A Thousand Mile Walk to the Gulf by John Muir: Writings compiled by John Bade
A Book Review by BPC Librarian, Linder O’Rourke
John Muir is known as the “father of our national parks” and is one of America’s greatest voices for the preservation of our wilderness. This short narrative about his walk from New England to the southern states in America which he called his “foot-tour” is beautifully chronicled and illustrated. He planned extensively for his botanical journey through several states and wrote to friends about his anticipated “botanizing”. He was eager to see the Illinois prairies and he confessed that for many years he was “impelled towards the Lord’s tropic gardens of the South” (Bade viii). His travel journals are full of detailed observations he made while on the march south as he was sleeping “in the great bedroom of the open night” (Bade17).

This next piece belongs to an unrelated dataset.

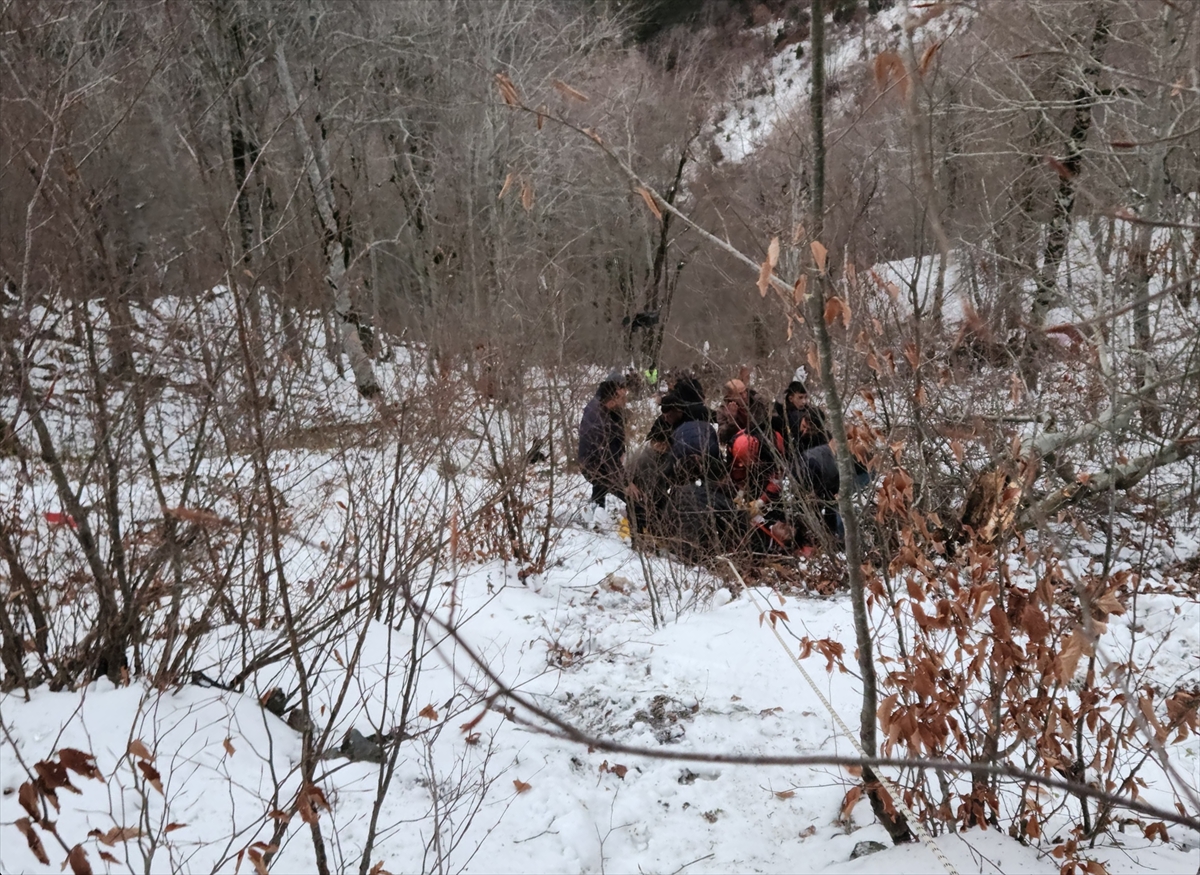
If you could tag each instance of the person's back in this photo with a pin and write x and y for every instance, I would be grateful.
(647, 471)
(603, 439)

Muir was very religious and much of his style uses Biblical phraseology. His first impressions of life on the roads and trails of America are fresh and reveal his passion for Nature and his enduring interest in the habits of people. He felt pushed to leave his job in a wagon factory so he could devote the rest of his life to studying God’s creations in the natural world. He had already “botanized” in northern and mid-Western states and was eager to explore the southern ones. As he collected, he sent specimens to his brother who kept them organized. He left Indianapolis on September 1, 1867 and walked south through Kentucky, Tennessee, Georgia to Florida with hopes of visiting Cuba and South America. He camped in meadows, forests and cemeteries; he writes of traveling alone and enduring great stretches of silence and loneliness comforted by the beauty of Nature. He deliberately took “the least trodden way” (Bade 1). Like Walt Whitman he traveled the county with no set itinerary hoping for and often finding bed and board from generous Americans. The people and places Muir encountered give a delightful and detailed picture of mid-19th century America. Farmers and townsfolk invited him into their homes and establishments and fed and sheltered him as if he was a long-lost friend; he entertained them with stories of his glorious natural discoveries. In Florida he contracted a fever, probably malaria, which cut his plans short. Like many modern Americans, Muir knew in 1867 that most Americans knew very little about the life of plants and their importance to the land and the people who lived on it. It was his personal goal to share his vision of the beauty and importance of Nature with his fellow Americans. This is a quick easy read that will enlighten the reader about the history of American environmentalism and its earliest practitioner.